Когда меня вызывали отвечать к столу учителя, я стремился коснуться рукой желанной доски и совершал это, понимая, что на меня, скорее всего, обращают внимание. Я не обманываю себя, когда вспоминаю, что уже тогда догадывался, как этот эпизод, подобно другим, когда я знаю, что на меня смотрят, и могу или не могу что-то совершить, но все же совершаю, приплюсовывается к некоей общей нарастающей сумме, которая будет всегда присутствовать в моей памяти и давать мне повод для внезапной задумчивости, наверное не очень понятной для моего будущего окружения. Да, я уже тогда чувствовал, что во мне периодически созревает потребность воссоздать или даже до неузнаваемости переврать какое-то событие, свидетелем которого, впрочем, я мог и не быть.

Я помню, как меня переполняли слова, мимика и жесты встреченных и запечатленных моим мозгом людей.

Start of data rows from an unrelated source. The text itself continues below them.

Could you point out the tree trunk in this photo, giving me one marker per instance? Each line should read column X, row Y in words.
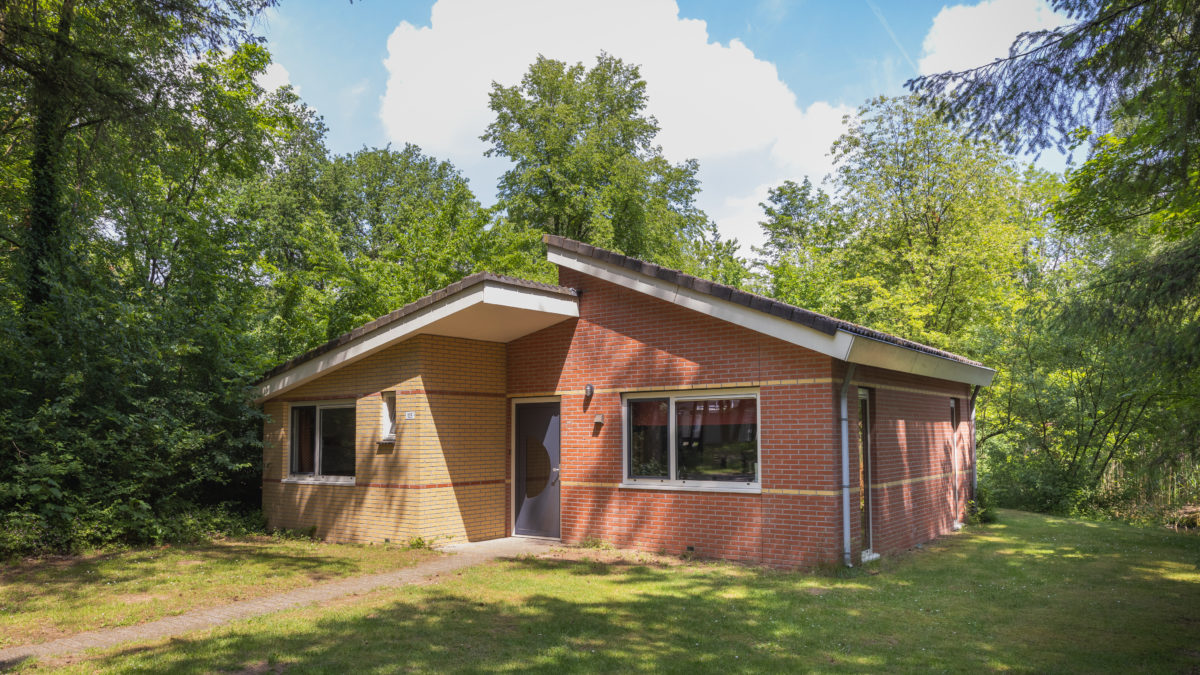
column 45, row 242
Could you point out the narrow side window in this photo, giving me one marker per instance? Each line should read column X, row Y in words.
column 304, row 440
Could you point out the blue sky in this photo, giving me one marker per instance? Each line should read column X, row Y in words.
column 755, row 90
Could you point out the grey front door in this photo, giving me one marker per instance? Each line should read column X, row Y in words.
column 537, row 471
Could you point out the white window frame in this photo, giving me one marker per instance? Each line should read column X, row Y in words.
column 316, row 476
column 670, row 483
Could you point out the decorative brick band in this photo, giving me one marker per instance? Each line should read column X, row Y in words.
column 406, row 485
column 804, row 493
column 731, row 386
column 681, row 388
column 911, row 481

Для меня являлось необходимостью поделиться с кем-то моими впечатлениями, пересказать то, что я пережил, опробовать на других свои формулы юмора или драмы.

Мои герои… Они созревают не только во мне, но и где-то еще, хотя бы в том же компьютере, непосредственно без всякого моего участия. Бывает достаточно лишь дать этим бесплотным созданиям моей фантазии имя и сохранить в памяти моего электронного соавтора, и вот они уже развиваются в нем сами по себе. Нет, конечно, файл не расширяется без моего вмешательства. Я должен с умным видом сесть за свое рабочее место и вызвать из услужливой железяки своих Ванек и Манек. Встретившись с ними, я начинаю вдруг набирать текст, который, как мне хочется верить, созрел в компьютере за те дни или даже часы, которые я его не тревожил.

Конечно, создание героев не всегда дается мне столь легко. Иногда мне приходится подолгу ожидать их снисхождения к автору, — они молчат, словно на ответственном допросе. В таких случаях я должен исхитриться разговорить этих упрямцев. Информация на них в некоторых случаях, увы, так и остается минимальной: имя, фамилия, примерный возраст, и только.